Le cadre légal belge protège les personnes âgées hébergées en MR et MRS. Voici les droits fondamentaux à connaître avant et après l'admission.

En Belgique, la réglementation des maisons de repos est régionalisée (AVIQ en Wallonie, Iriscare à Bruxelles, Departement Zorg en Flandre). Malgré les différences régionales, un socle commun de droits protège les résidents dans tout le pays.

Le contrat d'hébergement

Avant l'admission, l'établissement doit remettre au résident (ou à son représentant légal) un contrat d'hébergement écrit et un règlement d'ordre intérieur. Le contrat précise le prix journalier, les services inclus, les suppléments facturables, les modalités de résiliation et les obligations réciproques. Le résident dispose d'un délai de réflexion avant signature.

Dignité, vie privée et liberté

Le résident conserve ses droits fondamentaux : dignité, vie privée, liberté d'aller et venir, liberté de choix du médecin traitant, droit de recevoir des visites, droit de correspondance. La chambre est un espace privé : le personnel ne peut y entrer sans frapper et sans raison légitime (soins, entretien planifié).
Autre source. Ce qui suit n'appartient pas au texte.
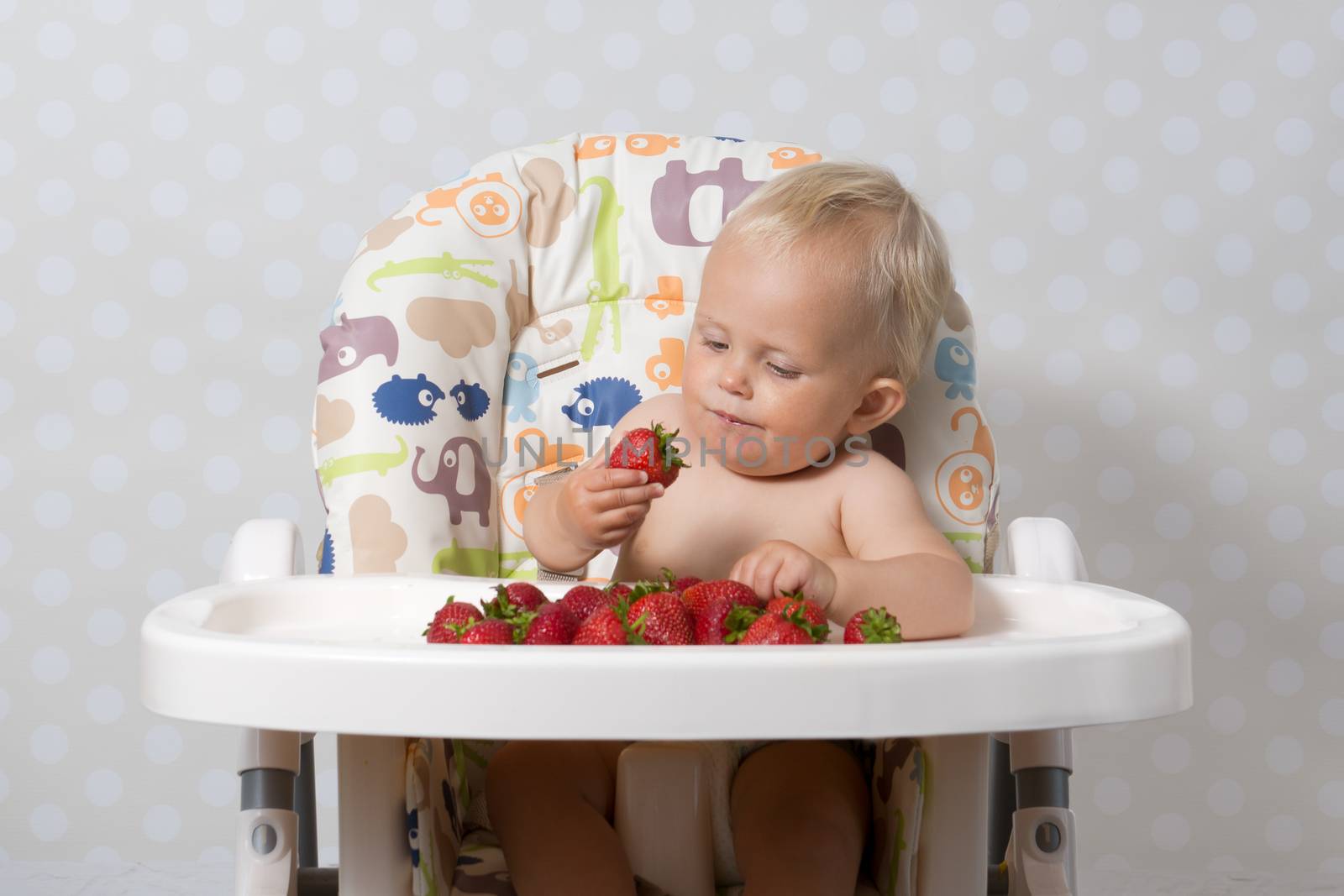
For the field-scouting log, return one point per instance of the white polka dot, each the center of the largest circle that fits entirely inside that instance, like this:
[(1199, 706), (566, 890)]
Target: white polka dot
[(1227, 486), (1332, 641), (900, 19), (1068, 215), (1287, 523), (1010, 97), (1173, 521), (1068, 56), (105, 705), (678, 16), (1233, 335), (1227, 562), (1234, 176), (161, 824), (1171, 832), (1236, 100), (898, 96), (846, 130), (564, 15), (510, 49), (1124, 255), (163, 745), (1122, 98), (1063, 367), (846, 54), (50, 665), (1227, 638), (1011, 19), (956, 55), (218, 788), (1296, 60), (1236, 22), (1175, 445), (675, 92), (1068, 134), (49, 745), (165, 584), (1112, 795), (1171, 754), (51, 587), (1182, 58), (622, 51), (1120, 175), (1226, 715), (49, 822), (107, 627), (1180, 214), (1285, 678), (1287, 600), (1294, 137), (1284, 833), (222, 474), (1230, 410), (1121, 333)]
Information et transparence

Le résident a droit à une information claire et complète sur son état de santé, le plan de soins, les médicaments administrés et tout changement de traitement. La facture mensuelle doit être détaillée et compréhensible, distinguant le prix de base des suppléments.

Conseil des résidents

Chaque établissement doit organiser un conseil des résidents (ou comité de participation) : une instance où les résidents et/ou leurs représentants peuvent exprimer leurs avis, souhaits et réclamations sur la vie quotidienne dans l'établissement. La direction est tenue d'y répondre.

Réclamation et médiation

En cas de problème, plusieurs recours existent :

  1. Direction de l'établissement — premier interlocuteur à contacter.
  2. Médiateur interne — certains établissements disposent d'un médiateur ou d'une personne de confiance désignée.
  3. Autorité régionale — l'AVIQ (Wallonie), Iriscare (Bruxelles) ou la Zorginspectie (Flandre) reçoivent les plaintes et peuvent déclencher une inspection.
  4. Justice — le tribunal de la famille est compétent pour les litiges liés à l'hébergement des personnes âgées.

Protection contre la résiliation abusive

L'établissement ne peut pas mettre fin unilatéralement au contrat d'hébergement sans motif grave et sans respecter un préavis suffisant. Les motifs légitimes de résiliation par l'établissement sont encadrés par la réglementation régionale (non-paiement prolongé, inadéquation médicale avérée, etc.).

Approfondir

Questions fréquentes

Un résident peut-il quitter librement la maison de repos ?
Oui. Le résident conserve sa liberté d'aller et venir, sauf mesure justifiée médicalement (par exemple en unité protégée pour personnes désorientées). Le contrat d'hébergement peut être résilié par le résident à tout moment, moyennant un préavis raisonnable défini dans le contrat.
Peut-on emporter ses meubles personnels ?
En règle générale, oui. Le résident a le droit de personnaliser sa chambre avec du mobilier personnel, des photos et des objets familiers. L'établissement peut fixer des limites pour des raisons de sécurité (encombrement, sécurité incendie). Ce point doit figurer dans le règlement d'ordre intérieur remis à l'admission.
Où déposer une plainte contre un établissement ?
Le résident ou sa famille peut s'adresser à la direction de l'établissement, au médiateur interne (s'il existe), ou directement à l'autorité régionale compétente : l'AVIQ en Wallonie, Iriscare (COCOM) à Bruxelles, ou la Zorginspectie (Departement Zorg) en Flandre. En dernier recours, le tribunal de la famille est compétent.
L'établissement peut-il augmenter le prix sans prévenir ?
Non. Toute augmentation du prix journalier doit être notifiée par écrit au résident (ou à son représentant) au moins 30 jours avant son entrée en vigueur. Les modalités exactes varient selon la réglementation régionale.